Personal information
- Nationality: Israel
- Born: January 23, 1977 (age 49)

Sport
- Sport: Swimming
- Strokes: 50 m freestyle 200 m medley 400 m medley

= Keren Regal =

Israeli swimmer

Keren Regal (קרן רגאל; born January 23, 1977) is an Israeli former Olympic swimmer.

== Biography ==
Regal was born in Heftziba, a kibbutz in northern Israel. In the age of 8 she joined Hapoel Gilboa swimming club.

In 1991, She competed in the Juvenile European Aquatics Championships in Antwerp, Belgium in which she set a new Israeli record for 200 metres Individual Medley with a time of 2:25.47 breaking the 10 years record of Lior Birkan (2:27.87). At the same year, she also broke the Israeli record of 50 metres Freestyle.

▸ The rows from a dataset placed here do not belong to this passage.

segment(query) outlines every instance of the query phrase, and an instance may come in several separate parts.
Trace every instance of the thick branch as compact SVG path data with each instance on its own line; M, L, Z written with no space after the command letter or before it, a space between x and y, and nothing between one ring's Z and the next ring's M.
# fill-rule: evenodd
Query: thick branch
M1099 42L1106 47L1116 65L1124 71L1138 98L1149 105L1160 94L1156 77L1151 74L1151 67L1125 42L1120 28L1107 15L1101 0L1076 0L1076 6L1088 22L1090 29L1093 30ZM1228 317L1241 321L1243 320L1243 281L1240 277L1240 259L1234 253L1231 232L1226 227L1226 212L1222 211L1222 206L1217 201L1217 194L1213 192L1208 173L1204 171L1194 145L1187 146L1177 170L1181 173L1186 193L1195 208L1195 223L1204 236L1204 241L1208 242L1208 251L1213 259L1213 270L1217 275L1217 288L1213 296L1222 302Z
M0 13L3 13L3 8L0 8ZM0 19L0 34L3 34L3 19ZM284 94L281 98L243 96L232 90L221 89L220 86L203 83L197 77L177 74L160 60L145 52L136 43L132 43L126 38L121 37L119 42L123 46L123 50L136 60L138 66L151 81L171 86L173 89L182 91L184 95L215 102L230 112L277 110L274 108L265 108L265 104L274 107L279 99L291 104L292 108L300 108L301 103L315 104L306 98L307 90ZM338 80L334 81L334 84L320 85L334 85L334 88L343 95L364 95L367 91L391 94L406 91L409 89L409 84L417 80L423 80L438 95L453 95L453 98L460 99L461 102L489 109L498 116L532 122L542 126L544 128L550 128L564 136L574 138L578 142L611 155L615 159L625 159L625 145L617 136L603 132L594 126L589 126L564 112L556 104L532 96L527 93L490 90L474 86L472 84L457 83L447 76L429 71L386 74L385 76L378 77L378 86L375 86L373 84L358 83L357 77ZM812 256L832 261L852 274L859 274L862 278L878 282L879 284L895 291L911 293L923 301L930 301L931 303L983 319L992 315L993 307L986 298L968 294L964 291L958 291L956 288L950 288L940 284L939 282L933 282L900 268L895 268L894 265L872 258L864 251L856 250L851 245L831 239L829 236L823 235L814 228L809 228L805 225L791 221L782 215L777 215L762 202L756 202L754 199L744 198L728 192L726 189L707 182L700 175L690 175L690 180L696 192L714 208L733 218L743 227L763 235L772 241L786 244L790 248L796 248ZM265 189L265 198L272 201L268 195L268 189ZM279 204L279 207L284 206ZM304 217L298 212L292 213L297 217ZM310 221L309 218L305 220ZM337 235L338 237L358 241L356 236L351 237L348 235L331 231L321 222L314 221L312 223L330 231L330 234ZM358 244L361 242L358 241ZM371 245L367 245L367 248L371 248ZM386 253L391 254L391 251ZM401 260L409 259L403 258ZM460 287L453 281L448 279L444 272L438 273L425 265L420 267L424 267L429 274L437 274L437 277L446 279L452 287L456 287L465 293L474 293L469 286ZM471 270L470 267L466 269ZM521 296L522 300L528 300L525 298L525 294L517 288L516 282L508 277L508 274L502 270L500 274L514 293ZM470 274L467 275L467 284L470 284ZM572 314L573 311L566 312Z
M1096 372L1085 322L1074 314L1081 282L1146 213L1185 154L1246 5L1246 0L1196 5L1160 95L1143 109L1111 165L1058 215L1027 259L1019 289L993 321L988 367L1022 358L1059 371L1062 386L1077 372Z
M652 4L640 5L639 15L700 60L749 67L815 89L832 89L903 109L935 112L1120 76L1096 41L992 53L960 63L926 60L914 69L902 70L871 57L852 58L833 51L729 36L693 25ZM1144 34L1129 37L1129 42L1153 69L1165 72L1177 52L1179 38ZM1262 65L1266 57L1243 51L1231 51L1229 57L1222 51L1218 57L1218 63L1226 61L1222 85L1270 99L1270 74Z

She competed for Israel at the 1992 Summer Olympics in Barcelona, Spain, at the age of 15. In the Women's 400 metres Individual Medley she came in 29th with a time of 5:07.97, in the Women's 200 metres Individual Medley she came in 37th with a time of 2:27.85, and in the Women's 50 metres Freestyle she came in 41st with a time of 27.93. As of 2018, she was the youngest Olympic participant ever for Israel.

In 1993, She won a gold medal at the 14th Macabiah games.

She retired from swimming at the age of 17. Today, she works as a veterinarian and trains Newfoundland dogs for competitions.